Les dirigeants du monde réunis la semaine prochaine à New York vont tenter de réanimer les objectifs destinés à améliorer le sort de l’humanité d’ici 2030, un espoir aujourd’hui " en péril " alors que les laissés-pour-compte se multiplient.

Inégalités plurielles

Éradication de l’extrême pauvreté, faim " zéro ", accès à l’eau potable, égalité hommes-femmes, santé pour tous… L' "Agenda 2030″ adopté par les Etats membres de l’ONU en 2015 liste 17 objectifs de développement durable (ODD) visant à construire un avenir meilleur et plus durable pour tous d’ici la fin de cette décennie.

" Une économie florissante au 21e siècle ne peut plus se faire aux dépens de la nature ou des gens abandonnés sur le bord de la route ", souligne à l’AFP le patron du Programme des Nations unies pour le développement (PNUD), Achim Steiner.

Mais à mi-parcours, " plus de la moitié du monde " est laissé pour compte, selon le rapport d’évaluation de l’ONU publié en juillet.

Alors pour tenter de sauver ces objectifs, les gouvernements devraient s’engager lundi lors d’un sommet en ouverture de l’Assemblée générale annuelle de l’ONU, à " agir avec urgence ", selon le projet de déclaration.

Des pauvres qui ont faim

Sur la plupart des ODD, les progrès sont trop lents pour espérer un succès en 2030. Pire, certains ont régressé par rapport à 2015 et " disparaissent dans le rétroviseur ", met en garde l’ONU.

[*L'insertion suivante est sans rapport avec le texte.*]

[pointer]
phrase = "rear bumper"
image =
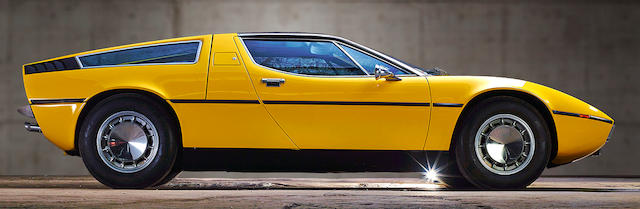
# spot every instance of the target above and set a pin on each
(27, 112)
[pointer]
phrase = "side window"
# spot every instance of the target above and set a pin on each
(167, 53)
(302, 57)
(369, 63)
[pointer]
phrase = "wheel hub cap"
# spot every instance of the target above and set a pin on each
(127, 141)
(504, 144)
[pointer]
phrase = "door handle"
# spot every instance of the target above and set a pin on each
(273, 82)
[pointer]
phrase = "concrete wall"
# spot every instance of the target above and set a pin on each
(589, 49)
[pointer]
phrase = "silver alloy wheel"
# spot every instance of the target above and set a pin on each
(127, 141)
(504, 144)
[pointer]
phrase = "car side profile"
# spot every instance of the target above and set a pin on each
(140, 114)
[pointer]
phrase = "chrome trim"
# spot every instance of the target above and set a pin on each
(272, 82)
(335, 38)
(32, 127)
(55, 101)
(350, 57)
(143, 46)
(297, 74)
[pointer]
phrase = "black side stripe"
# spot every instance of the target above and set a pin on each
(215, 101)
(51, 66)
(582, 116)
(447, 105)
(345, 103)
(55, 101)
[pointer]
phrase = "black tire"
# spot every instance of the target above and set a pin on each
(471, 167)
(157, 169)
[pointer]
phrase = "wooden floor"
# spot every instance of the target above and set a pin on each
(23, 192)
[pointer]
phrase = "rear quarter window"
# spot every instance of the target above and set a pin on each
(183, 52)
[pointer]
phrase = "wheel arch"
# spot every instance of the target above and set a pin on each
(527, 97)
(91, 103)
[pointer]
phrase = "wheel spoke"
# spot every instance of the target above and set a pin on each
(503, 143)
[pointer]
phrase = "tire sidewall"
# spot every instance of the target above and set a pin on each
(471, 167)
(159, 166)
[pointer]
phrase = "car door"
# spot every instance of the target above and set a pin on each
(323, 99)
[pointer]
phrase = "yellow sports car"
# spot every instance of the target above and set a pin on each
(139, 114)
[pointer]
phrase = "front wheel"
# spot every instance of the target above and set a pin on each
(503, 144)
(127, 141)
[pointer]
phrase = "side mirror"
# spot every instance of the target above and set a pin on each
(383, 72)
(436, 71)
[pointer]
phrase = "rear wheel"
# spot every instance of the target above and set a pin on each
(503, 144)
(127, 141)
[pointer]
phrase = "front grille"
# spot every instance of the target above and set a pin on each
(51, 66)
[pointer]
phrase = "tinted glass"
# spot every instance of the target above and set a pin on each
(169, 53)
(302, 57)
(368, 62)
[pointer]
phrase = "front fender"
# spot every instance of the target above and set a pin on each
(577, 136)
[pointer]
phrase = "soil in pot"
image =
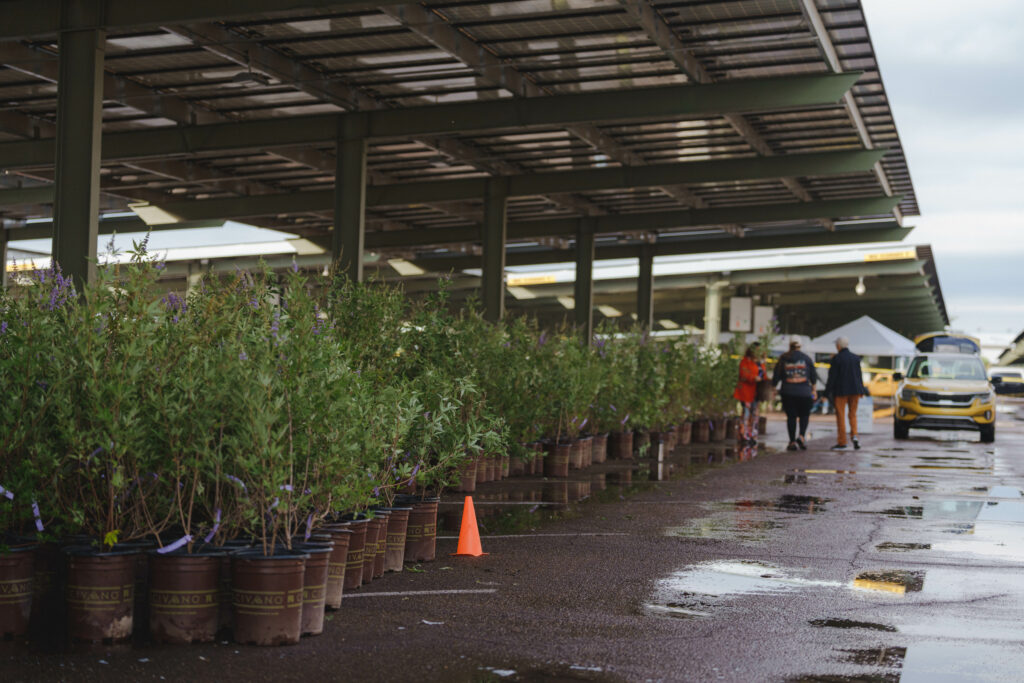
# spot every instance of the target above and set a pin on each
(421, 536)
(184, 596)
(397, 525)
(100, 594)
(621, 445)
(341, 536)
(599, 449)
(314, 586)
(467, 475)
(16, 579)
(267, 596)
(556, 462)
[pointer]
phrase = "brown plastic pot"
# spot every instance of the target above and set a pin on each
(700, 431)
(482, 470)
(556, 462)
(467, 475)
(267, 596)
(685, 433)
(341, 536)
(16, 574)
(576, 455)
(100, 594)
(397, 525)
(719, 429)
(356, 546)
(621, 445)
(421, 536)
(184, 596)
(380, 556)
(375, 531)
(314, 586)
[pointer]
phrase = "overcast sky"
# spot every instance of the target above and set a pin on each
(953, 74)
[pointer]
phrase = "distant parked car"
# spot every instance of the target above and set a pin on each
(1008, 381)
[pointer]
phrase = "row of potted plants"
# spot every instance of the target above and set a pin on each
(281, 414)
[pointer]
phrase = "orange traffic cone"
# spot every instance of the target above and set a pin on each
(469, 536)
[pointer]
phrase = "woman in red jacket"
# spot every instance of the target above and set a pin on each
(752, 370)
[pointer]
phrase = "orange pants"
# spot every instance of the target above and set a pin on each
(844, 403)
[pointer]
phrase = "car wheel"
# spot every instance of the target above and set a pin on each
(988, 433)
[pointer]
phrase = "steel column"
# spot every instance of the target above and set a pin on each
(713, 312)
(80, 92)
(645, 288)
(495, 235)
(584, 287)
(350, 198)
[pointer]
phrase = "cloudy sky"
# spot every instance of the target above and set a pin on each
(954, 77)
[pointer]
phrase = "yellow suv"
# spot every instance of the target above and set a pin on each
(945, 391)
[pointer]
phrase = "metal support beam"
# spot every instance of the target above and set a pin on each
(350, 199)
(495, 233)
(645, 288)
(713, 312)
(584, 286)
(80, 94)
(591, 108)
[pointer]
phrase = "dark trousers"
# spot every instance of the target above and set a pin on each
(797, 408)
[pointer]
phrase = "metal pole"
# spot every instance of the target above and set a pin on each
(645, 288)
(350, 197)
(80, 92)
(584, 286)
(495, 233)
(713, 312)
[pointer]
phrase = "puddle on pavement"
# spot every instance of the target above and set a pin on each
(850, 624)
(902, 547)
(890, 581)
(701, 589)
(787, 504)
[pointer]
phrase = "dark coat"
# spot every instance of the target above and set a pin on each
(796, 372)
(845, 378)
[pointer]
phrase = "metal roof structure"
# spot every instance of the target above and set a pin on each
(454, 125)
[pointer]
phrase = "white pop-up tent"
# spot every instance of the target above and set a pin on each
(867, 337)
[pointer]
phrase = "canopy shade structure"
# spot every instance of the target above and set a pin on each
(867, 337)
(652, 118)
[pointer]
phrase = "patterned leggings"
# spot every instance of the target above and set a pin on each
(749, 423)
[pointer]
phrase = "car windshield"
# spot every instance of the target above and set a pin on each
(946, 369)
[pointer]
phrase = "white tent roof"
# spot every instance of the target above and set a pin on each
(867, 337)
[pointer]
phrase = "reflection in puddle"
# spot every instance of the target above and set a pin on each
(699, 589)
(902, 547)
(850, 624)
(788, 504)
(892, 581)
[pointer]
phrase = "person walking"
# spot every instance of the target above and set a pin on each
(844, 388)
(795, 372)
(752, 371)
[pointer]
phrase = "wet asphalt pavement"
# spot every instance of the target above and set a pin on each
(898, 562)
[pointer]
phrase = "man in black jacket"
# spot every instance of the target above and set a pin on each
(844, 388)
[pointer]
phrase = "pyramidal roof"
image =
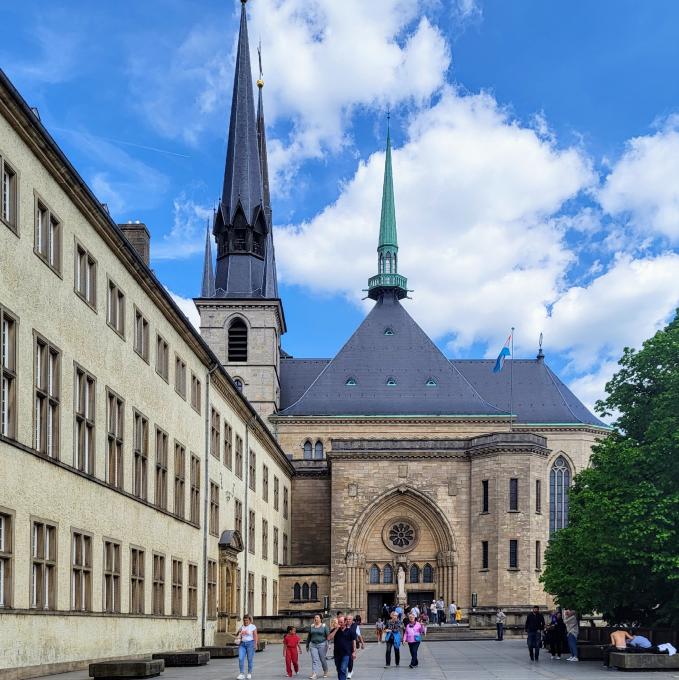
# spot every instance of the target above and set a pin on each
(390, 367)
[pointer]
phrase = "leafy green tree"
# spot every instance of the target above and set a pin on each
(619, 555)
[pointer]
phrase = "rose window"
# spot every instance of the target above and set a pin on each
(401, 534)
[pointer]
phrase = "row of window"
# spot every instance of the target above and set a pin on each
(305, 592)
(559, 483)
(415, 574)
(512, 554)
(48, 394)
(235, 462)
(390, 382)
(176, 574)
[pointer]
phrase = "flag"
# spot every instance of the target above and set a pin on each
(504, 353)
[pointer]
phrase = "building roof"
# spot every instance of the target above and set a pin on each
(389, 344)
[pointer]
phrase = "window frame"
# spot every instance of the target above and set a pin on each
(14, 198)
(91, 300)
(55, 264)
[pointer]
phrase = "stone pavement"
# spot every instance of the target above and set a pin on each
(491, 660)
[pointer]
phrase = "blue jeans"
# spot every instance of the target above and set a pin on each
(342, 664)
(573, 645)
(246, 649)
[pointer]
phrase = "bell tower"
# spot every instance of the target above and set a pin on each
(241, 315)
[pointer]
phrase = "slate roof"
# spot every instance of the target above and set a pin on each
(464, 387)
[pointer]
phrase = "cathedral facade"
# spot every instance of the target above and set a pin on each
(404, 460)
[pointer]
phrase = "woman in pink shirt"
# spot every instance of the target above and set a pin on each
(413, 636)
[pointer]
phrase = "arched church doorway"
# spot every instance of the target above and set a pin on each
(401, 549)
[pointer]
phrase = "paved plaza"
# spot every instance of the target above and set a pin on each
(490, 660)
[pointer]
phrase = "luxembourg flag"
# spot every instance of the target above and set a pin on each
(504, 353)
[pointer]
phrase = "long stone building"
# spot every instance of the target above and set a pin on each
(157, 482)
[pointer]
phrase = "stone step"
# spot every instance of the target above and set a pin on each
(114, 670)
(183, 658)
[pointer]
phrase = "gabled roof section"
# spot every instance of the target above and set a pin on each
(539, 396)
(242, 176)
(371, 358)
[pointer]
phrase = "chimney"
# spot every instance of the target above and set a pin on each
(139, 238)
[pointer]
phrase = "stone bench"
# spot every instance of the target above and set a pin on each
(183, 658)
(126, 669)
(641, 662)
(590, 652)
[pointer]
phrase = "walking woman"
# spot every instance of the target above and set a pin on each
(392, 635)
(413, 636)
(248, 640)
(317, 646)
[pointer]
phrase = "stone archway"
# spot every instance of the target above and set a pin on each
(401, 528)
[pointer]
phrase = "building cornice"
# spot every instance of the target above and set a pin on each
(27, 125)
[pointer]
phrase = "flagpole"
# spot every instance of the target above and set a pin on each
(511, 384)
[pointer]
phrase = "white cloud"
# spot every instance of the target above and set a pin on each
(188, 308)
(620, 308)
(475, 193)
(187, 236)
(644, 183)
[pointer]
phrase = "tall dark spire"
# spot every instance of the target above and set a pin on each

Ainsi, la pandémie de Covid-19 a mis un coup d’arrêt à la tendance à la baisse de l’extrême pauvreté (moins de 2,15 dollars par jour). Et loin de l’éradication espérée, au rythme actuel, 575 millions de personnes vivront toujours dans ces conditions en 2030, la plupart en Afrique sub-saharienne.

Le monde est revenu à des niveaux de faim plus connus depuis 2005; 1,1 milliard d’humains habitent en milieu urbain dans des conditions dignes de bidonvilles; plus de 2 milliards de personnes n’ont toujours pas accès à l’eau potable; 38 enfants sur 1.000 meurent avant leur 5e anniversaire; et les impacts du changement climatique sont de plus en plus dévastateurs.

Fardeau de la dette

Malgré ce constat effrayant, renforcé par les crises multiples, du Covid-19 à la guerre en Ukraine, de nombreux pays, qui croulent sous le poids de la dette, n’ont pas les moyens de changer de trajectoire.

" Les pays ne sont pas en mesure aujourd’hui de poursuivre le développement qu’ils souhaitent ", regrette Achim Steiner.

A l’inverse, ils sont entraînés vers une croissance " qui pousse vers la dépendance aux énergies fossiles, davantage d’inégalités – précisément les choses qui ont mené à tant de tensions, des manifestations dans les rues, la colère des électeurs, le manque de confiance dans l’Etat ".

Dans ce contexte, après des discussions difficiles, le projet de déclaration qui sera examiné lundi " soutient " la " réforme " des institutions financières internationales sur lesquelles toutefois l’ONU n’a pas la main.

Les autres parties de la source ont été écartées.